I ended up two different maps which are mirrored to each other, one of them has right-handed helices while the other one has left-handed helices.
I see the differences even in the 2D classification and 3D classification jobs. Then I had two different maps with slightly similar resolutions at the end.
My questions are;
Is it possible to see left-handed features during the 2D and 3D classifications?
Does the combination of right-handed and left-handed maps make improvement in resolution?
This is normal. Your particles are projections of the individual protein molecules, and the projections do not have intrinsic handedness - they are equally (almost!) compatible with both left & right-handed solutions, so in ab initio reconstruction, you have equal chances of converging on the correct (right-handed) or inverted (left-handed) solution.
If you have multiple classes which are identical except for the handedness, you can just pick one which has the correct handedness and use that for subsequent refinement/classification.
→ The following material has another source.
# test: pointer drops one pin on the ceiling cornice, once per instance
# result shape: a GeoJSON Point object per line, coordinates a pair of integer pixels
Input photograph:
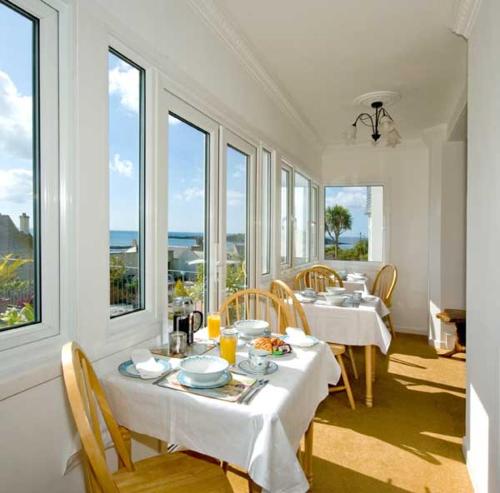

So, would combining all the particles, then flipping the map if left-handed cause having duplicate particles? Would it improve resolution? or using classes with the correct hand is the correct way to do as you suggest?
There should not be any duplicate particles. You can use the particles from all the well resolved classes that only differ by their handedness, and just refine against a single volume with the correct hand.
I have combined all the particles coming from different handedness, and refined against a single volume with the correct hand, however it resulted with another map mixture of these two hands. What could be the problem? by the way the resolution is not very high, around 5 A.
It is a six-fold symmetrical protein. Right and left handed maps seem to have different orientations, they have a mirror symmetry to each other. But I can distinguish them
Ok - but you see features of both in a single map? As if overlayed? That is odd if so, but they should be separable by classification without alignments
It is actually more like a new map in between two hands - not like as if they were overlayed. I had ended up these two maps by rounds of classifications, so they are separable by classifications. At first, I thought the left-handed one is a different conformation, but it is the mirrored map of the right-handed one.
If you can separate them by classification, then you can combine them with Align 3D maps (with update particle alignments on), which has an option to search both hands. You can then proceed with local refinement, which will not allow for hand flipping/mixing.